Brand & SaffoPaul Saffo gave the Long Now Seminar tonight. Here are some of his more telling observations:

The biggest mistake a forecaster can make is to be more certain than the facts suggest.

When changes cluster at the extremes, it's a certain bet that more fundamental change lies ahead.

The future constantly arrives late and in unexpected ways.

Good "backsight" is necessary for good foresight.

Cherish failure -- we fail our way into the future.


Cherish failure -- we fail our way into the future.

The only failures we can cherish in good conscience are the ones whose costs are fairly shared. The same should be true of successes.
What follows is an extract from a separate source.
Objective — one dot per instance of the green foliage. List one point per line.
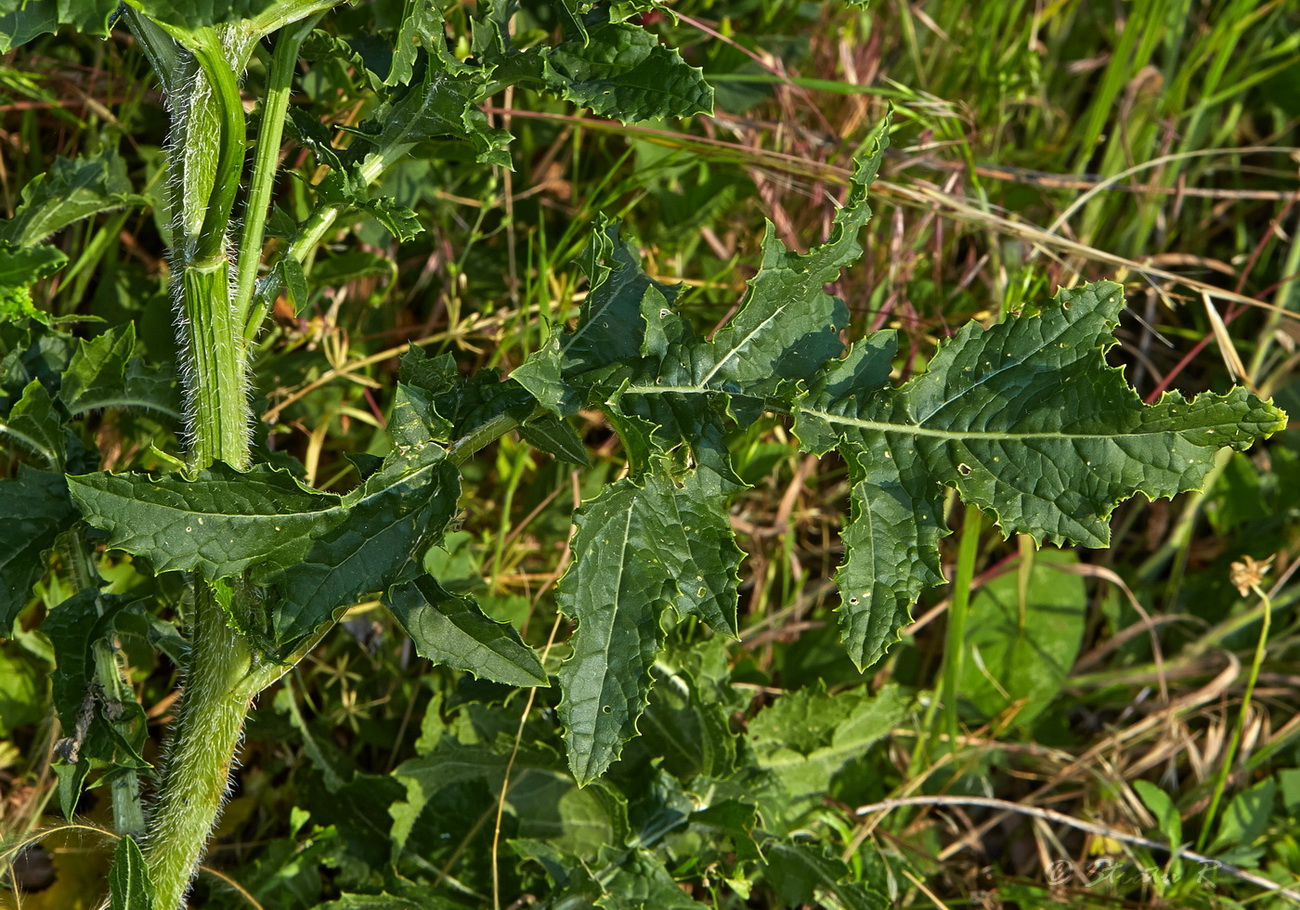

This dimension falls out of our technodevelopmental sloganeering too often, typically to make way for technocratic genuflections to "risk-taking" and "innovation" to console the "investor class" for their heroic efforts on the behalf of humanity and short term profit-taking.

Unless we are clear about just who is "succeeding" and who is "failing," exactly when risks are taken and mistakes are made, unless these are not uncontextualized abstractions, then there is good reason to be suspicious as well about the uncontextualized abstract "we" who are presumably failing into futurity in this aphorism.

My point isn't only a sanctimonious demand for charity before cherishing, by the way, since it is also true that with more fairness comes more foresight.

It is most true that failures drive insight and build knowledge when people are not insulated by privilege from the costs of failure and when the participation of many is elicited by the fact that people are not excluded by the lack of privilege from the benefits of success.